In another development, Bertrand et al have demonstrated hydrogen and ammonia cleavage with certain carbenes (DOI).

Hydrogen activation by a singlet carbene is very similar to that of a transition metal as both have a filled orbital and a vacant nonbonding orbital. Unable to interact with each other (or dimerize to an alkene) carbenes too can be considered frustrated Lewis pairs. In this reaction the carbene reacts as a nucleophile, creating a transient hydride which recombines with the positively polarized carbon.

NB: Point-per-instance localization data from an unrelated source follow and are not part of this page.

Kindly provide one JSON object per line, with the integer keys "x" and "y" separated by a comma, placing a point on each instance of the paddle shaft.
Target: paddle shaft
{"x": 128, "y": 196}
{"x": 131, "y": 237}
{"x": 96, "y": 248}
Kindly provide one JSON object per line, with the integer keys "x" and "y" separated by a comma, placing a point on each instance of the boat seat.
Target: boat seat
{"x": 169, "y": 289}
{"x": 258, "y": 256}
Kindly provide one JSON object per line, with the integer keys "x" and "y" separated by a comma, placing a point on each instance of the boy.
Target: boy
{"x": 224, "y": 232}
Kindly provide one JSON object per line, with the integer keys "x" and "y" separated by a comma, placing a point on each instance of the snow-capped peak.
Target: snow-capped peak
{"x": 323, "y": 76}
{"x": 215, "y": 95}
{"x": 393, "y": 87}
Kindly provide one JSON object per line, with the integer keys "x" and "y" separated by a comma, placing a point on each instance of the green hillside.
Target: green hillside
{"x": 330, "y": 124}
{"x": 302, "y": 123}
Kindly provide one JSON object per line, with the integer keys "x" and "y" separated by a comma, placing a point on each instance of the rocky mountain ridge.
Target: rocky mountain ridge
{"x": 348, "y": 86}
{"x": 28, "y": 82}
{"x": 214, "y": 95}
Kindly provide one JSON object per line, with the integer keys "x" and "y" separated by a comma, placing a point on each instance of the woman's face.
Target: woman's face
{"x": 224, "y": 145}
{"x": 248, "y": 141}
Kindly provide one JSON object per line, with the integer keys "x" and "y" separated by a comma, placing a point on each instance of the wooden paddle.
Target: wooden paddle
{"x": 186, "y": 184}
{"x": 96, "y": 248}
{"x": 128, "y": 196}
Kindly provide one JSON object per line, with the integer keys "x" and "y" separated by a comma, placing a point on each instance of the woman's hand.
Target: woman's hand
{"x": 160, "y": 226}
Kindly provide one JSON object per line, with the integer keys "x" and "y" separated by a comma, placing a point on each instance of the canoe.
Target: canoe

The definition of FLP gets a bit stretched in the Bertrand report (in it FLP does not get a mention but others have made the connection) but a true carbene - borane system was reported in 2008 By Stephan et al. (DOI) and (identical system only 5 days later) by Holschumacher et al. (DOI):

In absence of hydrogen carbene and borane will slowly form an insoluble and unreactive adduct, the reaction of carbene with hydrogen alone was not investigated.

Most recently, the frustrated Lewis pair family was extended to combinations of amines and boranes by Sumerin et al. (DOI). TMP was reacted to B(C6F5)3 in presence of hydrogen gas to form a adduct capable of reducing benzaldehyde:


A B/P system with an ethylene or alkene bridge and capable of simple reductions has been developed by Spies et al (DOI (DOI).